– Почему? – спрашивает он срывающимся голосом, поднимая лицо к алтарю. – О Небесный Отец, почему ты позволяешь этому безумию продолжаться?
Его подбородок опускается на грудь; он закрывает глаза…
Ему отвечает грубый, хриплый голос:
– Ты так глуп, мой молочный крысёныш. Что в твоей руке, если не меч?
– Я не Божье возмездие, – отвечает мужчина. Он открывает глаза. Над ним нависает тень, высокая и худая. Она похожа на китовый ус и хрящ, связанные вместе верёвками мышц и твёрдыми узлами сухожилий. Сверху вниз на него смотрят красные глаза. – Я погряз в грехе, он очернил меня.
– Кто же ещё сможет доставить наказание твоего повелителя? Что труднее: стоять на коленях и ничего не делать или подняться и показать этим свиньям силу и величие твоего Господа – Бога, перед которым ты преклоняешься?
Взгляд мужчины скользит по лезвию меча. В нём видится божественный отблеск – настойчивость, которая придает сказанным словам ясность. Но мужчина всё равно колеблется.
– Я совсем один. А их много. С чего им меня слушать?
– Заставь их слушать, – шипит голос. – Твой клинок не угроза, глупец. Это обещание! Отруби несколько голов, перережь несколько глоток, и остальные послушаются. Разве ты не солдат Божий, призванный на эту священную войну, чтобы нести свою веру? Так что вставай с колен, идиот, и делай то, зачем тебя призвали!
Мужчина встаёт и поворачивается.
– Ты позволишь этому богохульнику жить? – шепчет тень.
– Нет!
– Ты стерпишь осквернителя, врага Божьего?
– Нет!
– Тогда говори, негодяй. Скажи нужные слова!

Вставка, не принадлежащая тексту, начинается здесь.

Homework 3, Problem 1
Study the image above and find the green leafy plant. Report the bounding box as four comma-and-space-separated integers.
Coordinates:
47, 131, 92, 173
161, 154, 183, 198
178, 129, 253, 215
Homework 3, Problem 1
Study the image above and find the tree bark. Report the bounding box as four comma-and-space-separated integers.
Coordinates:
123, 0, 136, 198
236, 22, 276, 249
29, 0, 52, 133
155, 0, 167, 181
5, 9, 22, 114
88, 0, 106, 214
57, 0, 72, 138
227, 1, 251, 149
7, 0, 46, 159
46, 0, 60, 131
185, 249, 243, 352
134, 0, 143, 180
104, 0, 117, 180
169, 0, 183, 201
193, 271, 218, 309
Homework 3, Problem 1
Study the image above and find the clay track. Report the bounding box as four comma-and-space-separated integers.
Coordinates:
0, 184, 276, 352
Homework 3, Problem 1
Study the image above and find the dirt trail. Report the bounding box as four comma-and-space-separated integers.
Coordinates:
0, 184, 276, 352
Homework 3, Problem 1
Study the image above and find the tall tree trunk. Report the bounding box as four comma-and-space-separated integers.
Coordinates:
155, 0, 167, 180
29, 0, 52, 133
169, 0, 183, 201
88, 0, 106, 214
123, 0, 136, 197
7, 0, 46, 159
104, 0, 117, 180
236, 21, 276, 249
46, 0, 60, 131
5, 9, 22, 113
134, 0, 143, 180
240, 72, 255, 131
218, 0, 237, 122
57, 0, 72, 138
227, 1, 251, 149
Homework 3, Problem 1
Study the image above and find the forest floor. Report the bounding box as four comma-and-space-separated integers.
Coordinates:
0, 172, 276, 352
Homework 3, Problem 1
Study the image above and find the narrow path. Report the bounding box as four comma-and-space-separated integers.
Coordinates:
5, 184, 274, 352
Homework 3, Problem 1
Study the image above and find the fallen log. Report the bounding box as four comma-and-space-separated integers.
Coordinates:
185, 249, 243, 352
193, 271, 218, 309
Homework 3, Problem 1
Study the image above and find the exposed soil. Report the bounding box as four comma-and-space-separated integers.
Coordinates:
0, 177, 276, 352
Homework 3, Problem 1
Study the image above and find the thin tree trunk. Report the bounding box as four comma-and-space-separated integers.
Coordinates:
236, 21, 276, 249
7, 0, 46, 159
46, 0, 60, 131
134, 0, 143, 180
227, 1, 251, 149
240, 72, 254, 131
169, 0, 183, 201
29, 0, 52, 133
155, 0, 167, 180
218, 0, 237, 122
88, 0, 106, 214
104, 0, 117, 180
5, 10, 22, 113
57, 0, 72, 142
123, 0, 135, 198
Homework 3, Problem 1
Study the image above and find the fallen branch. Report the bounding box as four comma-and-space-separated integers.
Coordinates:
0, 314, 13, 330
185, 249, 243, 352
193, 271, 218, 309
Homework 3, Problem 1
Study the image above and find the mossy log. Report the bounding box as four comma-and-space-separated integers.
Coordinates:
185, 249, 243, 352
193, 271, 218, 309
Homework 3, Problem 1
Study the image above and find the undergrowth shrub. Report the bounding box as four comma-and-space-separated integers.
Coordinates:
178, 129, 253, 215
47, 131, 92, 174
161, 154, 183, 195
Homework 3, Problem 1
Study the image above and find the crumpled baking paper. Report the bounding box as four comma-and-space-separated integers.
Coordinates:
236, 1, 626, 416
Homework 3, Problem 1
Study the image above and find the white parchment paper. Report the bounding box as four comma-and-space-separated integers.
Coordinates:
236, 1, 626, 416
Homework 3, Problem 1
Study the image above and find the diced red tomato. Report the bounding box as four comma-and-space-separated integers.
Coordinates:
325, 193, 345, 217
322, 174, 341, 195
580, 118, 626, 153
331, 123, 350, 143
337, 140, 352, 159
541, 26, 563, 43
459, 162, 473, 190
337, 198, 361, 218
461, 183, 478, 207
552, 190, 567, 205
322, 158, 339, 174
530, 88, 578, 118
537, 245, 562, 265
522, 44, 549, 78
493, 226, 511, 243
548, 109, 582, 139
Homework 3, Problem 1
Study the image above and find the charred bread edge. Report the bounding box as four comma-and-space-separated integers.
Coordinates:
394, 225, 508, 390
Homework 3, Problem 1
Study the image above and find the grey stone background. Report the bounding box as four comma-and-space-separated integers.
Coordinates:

– На то воля Господа! – кричит мужчина. Пока эта фраза всё ещё отдаётся эхом под выжженным огнём куполом собора Святой Софии, дух мщения, который и был Конрадом, бросается на мужчин и женщин, оскверняющих патриарший престол.
В дыму мелькает его меч.
– НА ТО ВОЛЯ ГОСПОДА!
Конрад содрогнулся. Его глаза закатились; кубок в его руке со звоном упал на стол, разбрызгивая винный осадок по исцарапанным доскам. Тело альбиноса сжалось. Никулас схватил его за плечо прежде, чем он успел свалиться со своего места. Из-под сутаны священник достал трубку из твердой кожи.
– Старкад! – призвал он командира присягнувших. – Разожми его челюсть!
Мускулистый Старкад послушался священника, его сильные пальцы не слишком осторожно приоткрыли рот альбиноса – достаточно широко и надолго, чтобы Никулас смог просунуть между ними трубку. Он взглянул на собравшихся мужчин, на их лицах была вся гамма эмоций.
– Так не откусит себе язык и не сломает зубы. Давай, Старкад, помоги перенести его на койку.
– Что это с ним? – спросил Торвальд, перекрестившись. – Он одержим?
Никулас устало улыбнулся.
– Не демонами. Эти затяжные лихорадки и судороги вызваны болезнями, которые он подхватил на Востоке, и ранами, полученными в боях под стенами Константинополя – вы называете его Миклагардом.
– Слабое утешение. Он сможет нас вести?
В шатре воцарилась тишина. Старкад уже собрался отвечать, но его остановила рука священника на плече. Никулас встал. Он не был маленьким; они с Торвальдом были примерно одного роста. Священник встретил откровенный взгляд норвежца.
– Ты смеешь сомневаться?
Торвальд наклонился вперёд; его глаза были холодными и жесткими, цвета льда его родины.